In doing so, he has captured the imagination of the former Corbynite left, some of whom have ditched their former Labour allegiances and become paid-up members of the Greens. The commentator and former NS columnist Grace Blakeley announced her defection to the party in order to vote for Polanski in June. This, insiders in his campaign believe, is reflective of wider increases in membership of the party: people have signed up to Green Party membership in order to vote for Polanski. (This mirrors those who took advantage of Labour’s £3 membership deal to vote for Corbyn’s leadership in 2015). “I’m delighted,” Polanski told me, “there’s been a lot of focus on all the new members that have joined to vote for me.” He added: “I’m feeling confident, but not complacent. I will be campaigning until the very last day of voting for every single vote.” (When asked, the Green Party said they would not share membership data during the election campaign.)
Though it was clearly obvious Polanski was on manoeuvres, he did not inform Ramsay of his decision to run. Nor was Chowns aware of her now-opponent’s intentions. The pair stepped forward as candidates shortly after Polanski’s announcement, with Chowns stepping in to run as a co-leader, replacing Carla Denyer, the MP for Bristol Central who has been leading the party alongside Ramsay since 2021. Their campaign has focused on their ability to win first-past-the-post elections, and the pair have made clear the damage they think having a leader sitting outside of parliament would do to the progress the Green party has made. “People really want a professional party that can win elections,” Chowns told me when we spoke over the phone shortly before voting opened. “That’s what Adrian and I are standing for. Members can vote for a leadership who knows how to win elections.”
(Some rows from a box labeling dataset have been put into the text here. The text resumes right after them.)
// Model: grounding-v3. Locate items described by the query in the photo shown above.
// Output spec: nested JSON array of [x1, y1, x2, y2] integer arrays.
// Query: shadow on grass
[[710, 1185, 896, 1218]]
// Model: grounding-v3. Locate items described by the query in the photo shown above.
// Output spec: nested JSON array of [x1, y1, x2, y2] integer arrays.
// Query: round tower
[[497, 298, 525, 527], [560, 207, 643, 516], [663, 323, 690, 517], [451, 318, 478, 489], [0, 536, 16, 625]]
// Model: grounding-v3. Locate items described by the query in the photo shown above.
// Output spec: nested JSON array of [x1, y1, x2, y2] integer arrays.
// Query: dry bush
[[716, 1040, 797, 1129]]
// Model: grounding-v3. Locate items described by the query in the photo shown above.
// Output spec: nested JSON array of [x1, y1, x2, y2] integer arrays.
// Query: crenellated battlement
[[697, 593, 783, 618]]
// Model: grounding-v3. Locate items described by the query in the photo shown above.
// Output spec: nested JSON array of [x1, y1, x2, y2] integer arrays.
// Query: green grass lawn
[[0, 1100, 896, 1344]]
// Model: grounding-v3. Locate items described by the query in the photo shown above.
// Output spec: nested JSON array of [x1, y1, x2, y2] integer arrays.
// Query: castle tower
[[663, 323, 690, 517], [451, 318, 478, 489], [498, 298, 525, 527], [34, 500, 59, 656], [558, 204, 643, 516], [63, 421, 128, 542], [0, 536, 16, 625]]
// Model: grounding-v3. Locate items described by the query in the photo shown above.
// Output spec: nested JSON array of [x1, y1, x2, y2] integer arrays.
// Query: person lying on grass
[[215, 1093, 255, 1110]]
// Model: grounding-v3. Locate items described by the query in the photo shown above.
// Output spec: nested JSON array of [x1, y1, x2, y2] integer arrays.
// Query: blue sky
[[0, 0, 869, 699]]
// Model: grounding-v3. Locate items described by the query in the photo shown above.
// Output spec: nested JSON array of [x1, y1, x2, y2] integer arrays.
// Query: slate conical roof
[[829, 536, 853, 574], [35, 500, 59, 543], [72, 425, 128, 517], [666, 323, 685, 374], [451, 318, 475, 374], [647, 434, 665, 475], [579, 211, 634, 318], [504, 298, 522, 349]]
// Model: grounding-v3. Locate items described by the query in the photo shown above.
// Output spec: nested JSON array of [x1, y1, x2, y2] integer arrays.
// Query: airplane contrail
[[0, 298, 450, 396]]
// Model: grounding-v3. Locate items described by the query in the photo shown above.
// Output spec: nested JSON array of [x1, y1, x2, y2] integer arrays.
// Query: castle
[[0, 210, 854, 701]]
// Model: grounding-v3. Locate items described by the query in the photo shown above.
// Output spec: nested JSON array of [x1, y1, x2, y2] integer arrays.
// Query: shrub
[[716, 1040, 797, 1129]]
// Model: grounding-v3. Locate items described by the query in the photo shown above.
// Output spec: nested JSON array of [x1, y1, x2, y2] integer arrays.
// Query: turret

This has been a perennial criticism thrown at Polanski throughout the campaign: that as a London Assembly Member and not an MP, his leadership would provide a stumbling block for the Green Party’s enduring progress. Jenny Jones, a party grandee and former deputy mayor of London, who is backing Ramsay and Chowns told me: “I get on well with Zack, he’s an excellent campaigner.” But she added: “The reason I am voting for [Ramsay and Chowns] is because they are good at getting not only themselves elected, but getting other people elected”.
But this is a moment of flux in British politics. As Labour has moved rightward in order to face-up to the ongoing threat of Reform, it has become more exposed on its left flank. Analysis by Stack Data Strategy and shared with the New Statesman found that Labour is losing more votes to its left than to the right. The founding of Corbyn and Sultana’s party, and the increasing anger and frustration from left-wing voters over Gaza, has provided an opportunity for the Green Party. James Schneider, Corbyn’s former director of strategic communications, said in a recent interview with the New Left Review that Corbyn and Sultana’s party should be open to some form of red-green cooperation. Chowns and Ramsay have all but turned their backs on this idea: “We have a really distinct identity as Greens,” Chowns told me. On the eve of voting opening, they criticised Polanski’s eco-populist platform as “chasing the next headline, the next set of likes, rather than real substance”.
This has been an unprecedented campaign for the Green Party, not least because of the volume of media attention it has courted. But the outcome also bears wider political significance. A party led by Ramsay and Chowns would likely mean business as usual for the Green Party (beefed up local campaigning, and a focus on winning more seats). A victory for Polanski, however, would mark a new era for the party and more widely, for the left. In partnership with a new left party led by Corbyn, the Greens could do some serious damage to Labour’s left flank. In just over four weeks’ time, the future of the Green Party may finally begin to take shape.